I haven’t been talking much about my writing projects lately, but I’m working hard at the main one these days. I have a little over two months until my deadline, so I’m not wasting any time.
A nice exit for Catherine Willows on CSI this week. I didn’t expect the reveal that the bodies in the burned out car weren’t who they were supposed to be (although it’s almost a cardinal rule in mystery fiction that if you can’t identify a body, it probably isn’t who you think it is), nor further the fact that it was actually the jerk’s wife who was responsible for most of what was happening, along with the FBI agent. I liked the scene with the hooker in the motel room, though I thought Catherine recovered a little too quickly from essentially being impaled (a through-and-through that it standard TV fare, missed everything vital). Her speech at the end sounded like the same one Helgenberger might have given at the wrap party.
The dynamics between Raylan and Boyd Crowder is one of the best features of Justified. Raylan was a bit off his game, so he didn’t understand why Boyd tackled him in his office until he talked to Winona, who made an off-hand comment about how lawyers and realtors lie. When Raylan went to the prison to tell Boyd that he had sussed out his plan, without exactly saying what he meant, their exchange was hilarious. Raylan asks, “What do you think of a man who divorces a woman THEN gets her pregnant THEN wonders if maybe they should move in together?” To which Boyd replies, “You’re talkin’ to a man who is sleeping with his dead brother’s widow and murderess, so if you’re lookin’ for someone to cast stones at you on this matter, I think you’ve picked the wrong sinner.” Boyd is always scheming. What a character.

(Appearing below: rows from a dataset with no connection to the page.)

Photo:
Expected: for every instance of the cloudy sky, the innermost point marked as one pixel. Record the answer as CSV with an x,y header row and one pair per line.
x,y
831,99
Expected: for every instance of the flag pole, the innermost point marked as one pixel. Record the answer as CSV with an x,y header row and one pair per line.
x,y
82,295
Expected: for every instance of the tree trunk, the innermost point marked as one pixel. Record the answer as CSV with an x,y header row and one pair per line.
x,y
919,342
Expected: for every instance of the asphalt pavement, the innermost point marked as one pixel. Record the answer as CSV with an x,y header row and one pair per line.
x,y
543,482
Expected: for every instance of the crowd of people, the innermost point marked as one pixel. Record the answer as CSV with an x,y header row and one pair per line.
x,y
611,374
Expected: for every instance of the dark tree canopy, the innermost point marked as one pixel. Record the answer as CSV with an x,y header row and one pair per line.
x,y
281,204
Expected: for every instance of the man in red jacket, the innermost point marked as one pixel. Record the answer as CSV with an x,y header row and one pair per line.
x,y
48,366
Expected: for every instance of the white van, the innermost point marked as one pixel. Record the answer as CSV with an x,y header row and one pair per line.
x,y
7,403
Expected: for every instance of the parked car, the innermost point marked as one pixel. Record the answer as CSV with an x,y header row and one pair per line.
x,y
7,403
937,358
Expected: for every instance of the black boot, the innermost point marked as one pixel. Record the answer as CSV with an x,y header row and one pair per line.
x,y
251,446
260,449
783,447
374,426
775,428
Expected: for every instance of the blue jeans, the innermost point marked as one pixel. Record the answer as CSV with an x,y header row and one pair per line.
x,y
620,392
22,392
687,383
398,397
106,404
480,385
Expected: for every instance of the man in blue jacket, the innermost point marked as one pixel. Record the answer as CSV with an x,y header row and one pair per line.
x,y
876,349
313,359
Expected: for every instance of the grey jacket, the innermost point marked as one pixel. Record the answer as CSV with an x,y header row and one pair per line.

It was good seeing Art in action this week, too. Once he found out that one of their federal witnesses was trying to make money to get back into the mob by turning in another witness and, worse, that he had killed another Marshal, Art didn’t hold back. Liked seeing Karen Sisco, although they couldn’t call her that because they don’t hold the rights to that character. The chemistry between her and Raylan is interesting, especially the way they worked together when they raided the hotel room. Tossing guns like jugglers.
We finished the first season of The Sopranos last night. Tony got some of this retribution for the people who were either trying to turn him in to the Feds or kill him, but the issuing of the federal warrants kept Uncle Junior alive. And his mother—what a piece of work. Such histrionics, and finding ways to drop sensitive information into willing ears so they would do her dirty work. Did she really want Tony dead just because he put her in a home? I figured Tony would come out of his funk (and, boy, did Gandolfini ever do a good job of what might have been a ludicrous depiction of a zonked out character) when he fended off his would-be assassins, but I didn’t anticipate that everything involving Isabella was also a product of his mind, including the fight with his wife over her. We have the entire series on DVD now, so we’re looking forward to hitting Season 2 this weekend.